Artist: Paul Kelly
Album: Nature
Label: Cooking Vinyl
Release Date: 10.12.18
Communing with Paul Kelly’s Nature is good for the soul. Shaking his fist at his own mortality, the venerable Australian singer-songwriter, whose celebrated 2017 LP Life is Fine was the toast of the ARIA Awards and reached No. 1 in his home country, opens his new album by clothing Dylan Thomas’ poem “Death Shall Have No Dominion” in joyful, uplifting folk splendor, enhancing its dramatic power with a galvanizing, life-affirming spirit that channels Woody Guthrie.
The consummate song craftsman, shaping works of captivating beauty from seductive melodies, drifting hooks and graceful harmonies, Kelly has a way with other people’s words, as well as his own. On Nature, Kelly perfectly tailors the poetry of Sylvia Plath, Phillip Larkin, Gerard Manley Hopkins and Walt Whitman to tuneful folk-rock mystery and magic, brushing Larkin’s “The Trees” with light acoustic strum and letting it swim gently in a liquid pool of electric guitars, Farfisa organ and Mellotron, and Kelly’s lovely duet with Alice Keath.
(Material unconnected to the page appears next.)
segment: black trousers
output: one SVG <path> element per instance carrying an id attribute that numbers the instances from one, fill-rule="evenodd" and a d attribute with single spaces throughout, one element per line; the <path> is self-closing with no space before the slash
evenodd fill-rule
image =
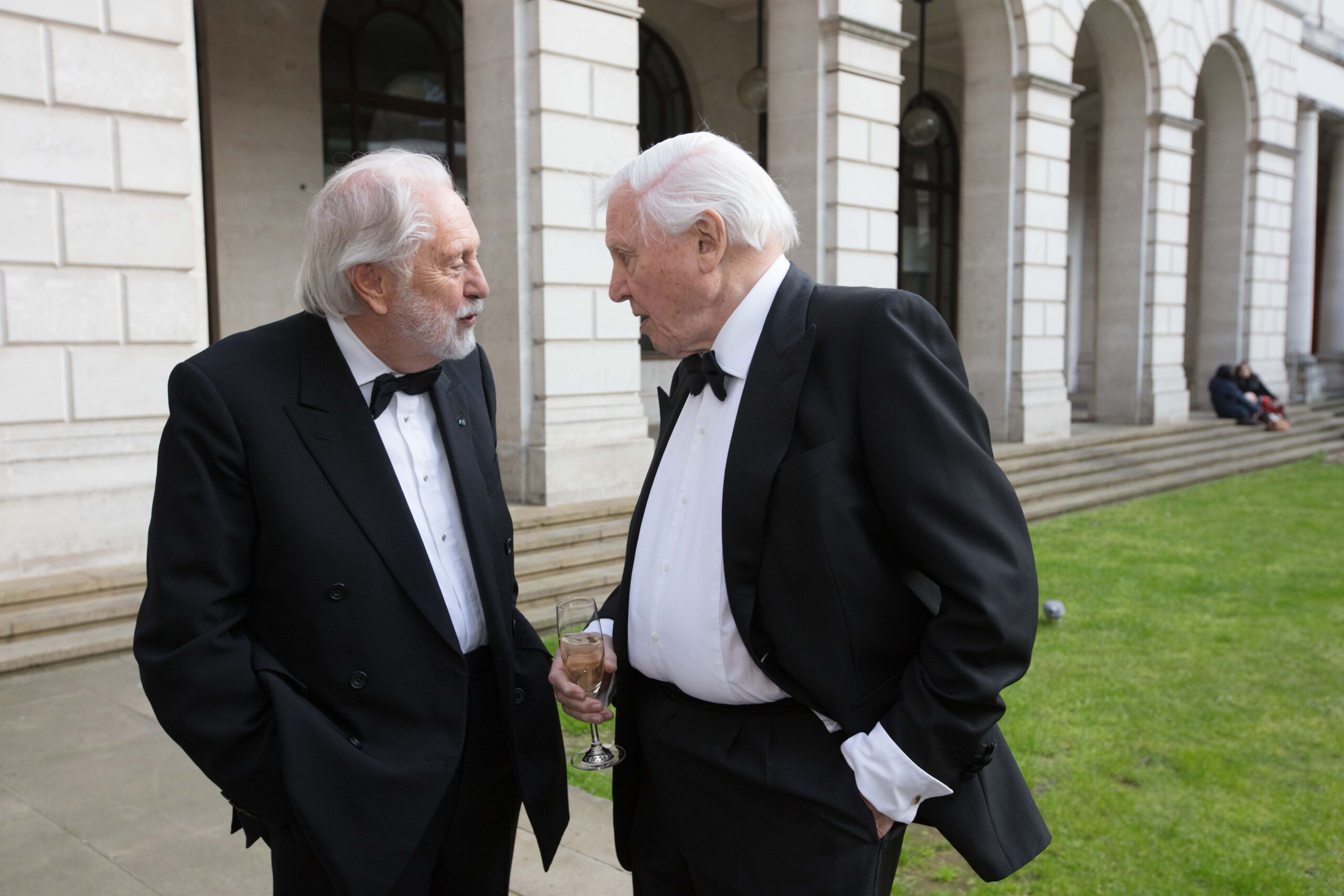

Imaginatively rearranging Section 32 of Whitman’s “Song of Myself” to drink deeply from similar dark, rippling waters, Kelly sinks into a resonant “With Animals” that creaks like an old wooden ship, and later slowly sweeps Hopkins’ “God’s Grandeur” into a halting, amiable shuffle as it ponders the circle of life.
Flora and fauna, and how mankind relates to both, are of particular lyrical interest to Kelly on Nature. Ably backed by drummer Peter Luscombe, bassist Bill McDonald, guitarists Ash Naylor and Dan Kelly, and keyboardist Cameron Bruce, while also receiving vocal help from daughters Madeleine and Memphis, Kelly—seemingly always cognizant of Bob Dylan’s influence on him—circles above with lithe folky swoops in “Seagulls of Seattle” and conjures a grim, woodsy fairy tale for “Little Wolf,” where danger is omnipresent and there’s a choice between going it alone or running with a pack. Kelly chooses the latter in the record’s exhilarating first single, “With the One I Love,” as the full band coalesces brilliantly in a mighty, flowing current of starry, melodic rock that would break through any dam. Even more beguiling, “Bound to Follow (Aisling Song)” charms those spellbound by Kate Miller-Heidke’s siren vocals into otherworldly abstraction. Isn’t Nature wonderful?